Today, Americans for Tax Reform and its Center for Fiscal Accountability were joined by taxpayer groups representing millions of concerned citizens in urging the House of Representatives to eliminate wasteful spending from the National Defense Authorization Act (NDAA). The bill, which will be debated this week, authorizes $690 billion in defense spending and has been used in the past to shuttle wasteful pork projects through Congress under the guise of national security. With the House-imposed ban on earmarks, Members of Congress have gotten more creative, authorizing accounts with deliberate language that leaves the door open for future spending. What's more, the DOD authorization bill will require an appropriations bill to be fully fleshed out, allowing members to create placeholders in the NDAA bill they hope appropriators will fill. In the letter sent to the hill today, the coalition called attention to a specific example of this kind of spending, asking leadership to resist efforts to continue to fund one of the Pentagon's wasteful missile systems. From the letter:

On behalf of the millions of concerned taxpayers represented by our organizations we write to urge you to bring the National Defense Authorization Act of 2012 to the floor with an eye for waste and inefficiencies. One of the first tests of this Congress’s fiscal discipline for 2012, the Defense Authorization bill should not be used to shuttle wasteful spending in the name of national security.
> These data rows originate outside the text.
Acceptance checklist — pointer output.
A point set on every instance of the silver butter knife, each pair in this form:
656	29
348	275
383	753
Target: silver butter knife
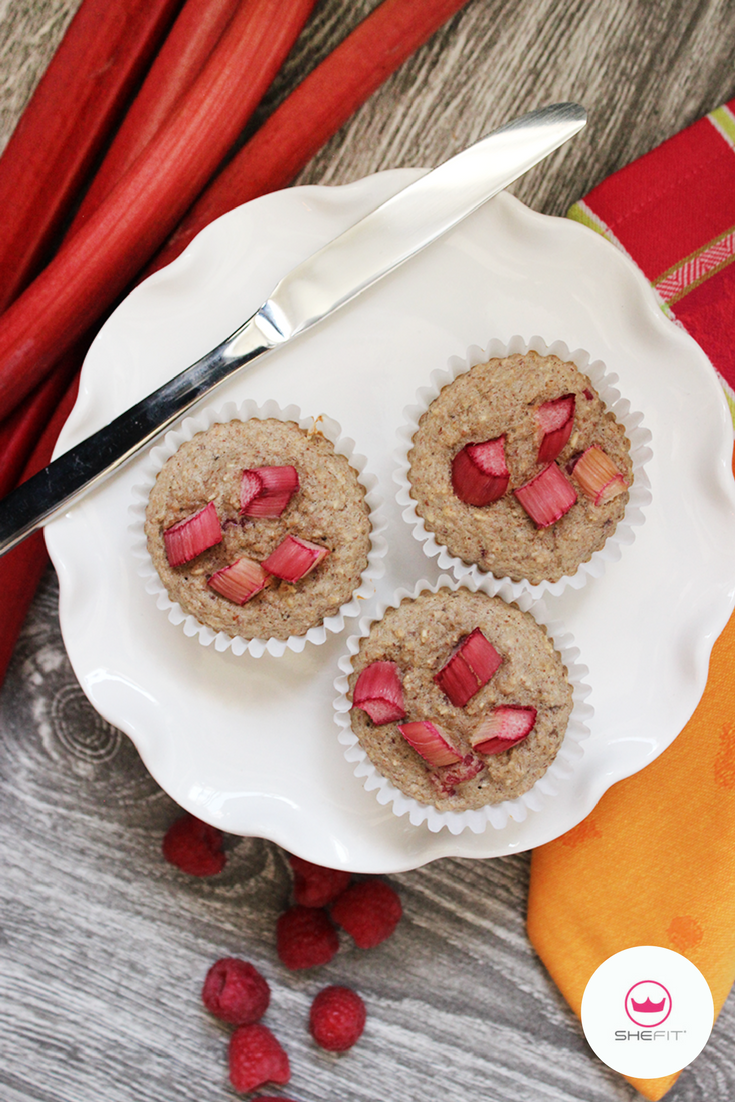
376	245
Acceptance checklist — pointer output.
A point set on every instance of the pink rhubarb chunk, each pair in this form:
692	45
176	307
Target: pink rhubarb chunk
430	742
379	692
239	581
554	420
505	726
192	536
294	558
479	474
446	779
472	666
597	476
265	492
547	497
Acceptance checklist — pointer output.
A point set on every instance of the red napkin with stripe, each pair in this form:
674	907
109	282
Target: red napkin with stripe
672	212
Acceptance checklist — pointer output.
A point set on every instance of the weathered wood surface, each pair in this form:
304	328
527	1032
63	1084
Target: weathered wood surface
103	946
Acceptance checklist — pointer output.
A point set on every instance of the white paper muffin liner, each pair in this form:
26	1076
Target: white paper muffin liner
495	816
604	384
198	422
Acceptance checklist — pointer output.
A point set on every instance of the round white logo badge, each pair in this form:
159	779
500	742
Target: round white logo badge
647	1012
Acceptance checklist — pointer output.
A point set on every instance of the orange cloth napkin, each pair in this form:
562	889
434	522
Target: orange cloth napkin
655	862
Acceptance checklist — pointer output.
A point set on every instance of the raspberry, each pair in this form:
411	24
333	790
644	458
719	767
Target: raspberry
305	937
336	1018
194	846
235	992
315	886
369	911
256	1058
And yet, the bill that passed from the House Armed Service Committee is rife with waste that impinges, rather than enhances, our country’s security. Notably, the Medium Extended Air Defense System (MEADS), which stands to receive over $200 million in the NDAA markup, represents another duplicative and wasteful allocation of scarce taxpayer dollars.

Meant originally to replace the Patriot missile defense system, MEADS is a multinational agreement between the United States, Germany and Italy from the nineties, with American taxpayers footing the majority of the bill. Cost overruns and delays have made MEADS a second-rate and more expensive alternative to a modernized Patriot program.